Sind doch eigentlich gute Nachrichten 

Dazu mal eine kleine Geschichte:
Von meinem doch sehr betagten HP Deskjet 890 Cxi Drucker waren mal wieder die Patronen alle, also ab zum Laden und mal eben 
einen Satz neue kaufen wollen. 
Wollen die echt 70€ für haben, aber prompt hatten die Angebot für ein Multigerät, also Scannen, Drucken und Kopieren für 59€.
Ergebnis, der alte Drucker auf den Schrott und der neue kann viel mehr, alles besser, viel schneller und ist deutlich Billiger.

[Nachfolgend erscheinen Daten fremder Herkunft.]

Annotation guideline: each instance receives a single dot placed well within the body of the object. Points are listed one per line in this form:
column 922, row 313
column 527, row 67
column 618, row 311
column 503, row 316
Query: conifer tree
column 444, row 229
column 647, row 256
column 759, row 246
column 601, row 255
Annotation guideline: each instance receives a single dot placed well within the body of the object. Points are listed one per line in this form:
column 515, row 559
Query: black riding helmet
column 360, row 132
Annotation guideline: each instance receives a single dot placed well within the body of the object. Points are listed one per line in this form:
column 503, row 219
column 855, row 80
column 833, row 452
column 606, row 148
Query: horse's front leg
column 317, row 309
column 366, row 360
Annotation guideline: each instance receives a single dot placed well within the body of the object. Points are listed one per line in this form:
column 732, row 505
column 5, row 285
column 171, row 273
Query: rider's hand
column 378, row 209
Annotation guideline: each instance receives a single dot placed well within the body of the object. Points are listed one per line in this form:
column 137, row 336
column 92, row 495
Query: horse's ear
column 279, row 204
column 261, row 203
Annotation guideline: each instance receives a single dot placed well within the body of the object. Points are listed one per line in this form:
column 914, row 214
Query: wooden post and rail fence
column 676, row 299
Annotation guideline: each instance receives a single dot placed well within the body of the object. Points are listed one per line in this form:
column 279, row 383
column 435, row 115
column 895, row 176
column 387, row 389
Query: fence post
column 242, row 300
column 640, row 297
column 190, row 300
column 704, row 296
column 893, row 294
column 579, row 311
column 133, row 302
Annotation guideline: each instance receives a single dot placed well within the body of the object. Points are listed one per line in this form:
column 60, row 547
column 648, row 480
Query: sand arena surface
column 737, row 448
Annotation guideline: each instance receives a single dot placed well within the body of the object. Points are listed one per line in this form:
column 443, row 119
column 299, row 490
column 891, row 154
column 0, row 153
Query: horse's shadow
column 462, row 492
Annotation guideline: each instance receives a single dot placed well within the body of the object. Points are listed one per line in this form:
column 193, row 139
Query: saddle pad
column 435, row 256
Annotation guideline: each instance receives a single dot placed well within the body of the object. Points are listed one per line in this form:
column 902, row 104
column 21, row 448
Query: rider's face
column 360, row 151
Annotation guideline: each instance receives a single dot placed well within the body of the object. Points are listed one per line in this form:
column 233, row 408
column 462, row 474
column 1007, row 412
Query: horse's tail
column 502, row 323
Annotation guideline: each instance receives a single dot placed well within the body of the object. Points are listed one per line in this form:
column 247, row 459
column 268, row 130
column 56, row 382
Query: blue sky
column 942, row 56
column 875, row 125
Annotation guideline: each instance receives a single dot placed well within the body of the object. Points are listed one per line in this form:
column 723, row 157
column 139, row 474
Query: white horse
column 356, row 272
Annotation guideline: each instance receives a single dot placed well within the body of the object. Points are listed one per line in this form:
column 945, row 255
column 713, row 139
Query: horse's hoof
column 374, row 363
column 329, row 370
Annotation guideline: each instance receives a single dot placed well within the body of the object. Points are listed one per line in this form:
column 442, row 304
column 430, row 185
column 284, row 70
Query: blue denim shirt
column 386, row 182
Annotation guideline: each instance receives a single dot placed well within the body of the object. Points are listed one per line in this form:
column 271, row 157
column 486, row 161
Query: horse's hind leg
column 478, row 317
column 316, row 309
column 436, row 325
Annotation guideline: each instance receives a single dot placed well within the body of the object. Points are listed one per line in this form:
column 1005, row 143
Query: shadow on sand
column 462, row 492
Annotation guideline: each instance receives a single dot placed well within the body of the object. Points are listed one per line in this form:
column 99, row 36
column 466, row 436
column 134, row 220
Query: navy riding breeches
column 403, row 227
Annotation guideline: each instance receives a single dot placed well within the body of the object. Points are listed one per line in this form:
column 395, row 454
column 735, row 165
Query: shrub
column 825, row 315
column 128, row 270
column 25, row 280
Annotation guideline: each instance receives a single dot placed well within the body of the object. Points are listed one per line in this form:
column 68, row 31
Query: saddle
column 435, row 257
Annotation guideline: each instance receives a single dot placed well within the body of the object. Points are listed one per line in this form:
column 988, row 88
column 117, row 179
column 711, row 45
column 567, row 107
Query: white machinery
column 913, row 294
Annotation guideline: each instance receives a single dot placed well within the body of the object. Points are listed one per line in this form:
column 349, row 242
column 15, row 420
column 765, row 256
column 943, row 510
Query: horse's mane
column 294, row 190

Und die Ersatzpatronen
kosten 30€ das Paar


----------



## Echinopsis (21. Okt. 2010)

*AW: Und was mache ich nun?*

Er Ruhe in Frieden 
Schön dass Du dann wieder virtuel hier bist Andrea


----------



## Buffo Buffo (21. Okt. 2010)

*AW: Und was mache ich nun?*

@ Uwe:
das ist wirklich günstig, mein alter HP LaserJet 6L ist aber ein ganz braves Arbeitstier, der frisst auch brav Zeichenkarton....
aber wenn ich schon einen neuen Scanner brauche...
ob sich die beiden Treiber dann wieder abschießen? Das Prob. hatte ich beim gleichzeitigen Betrieb vom HP-Drucker und einem bunten Tintenstrahle...
mal sehen


----------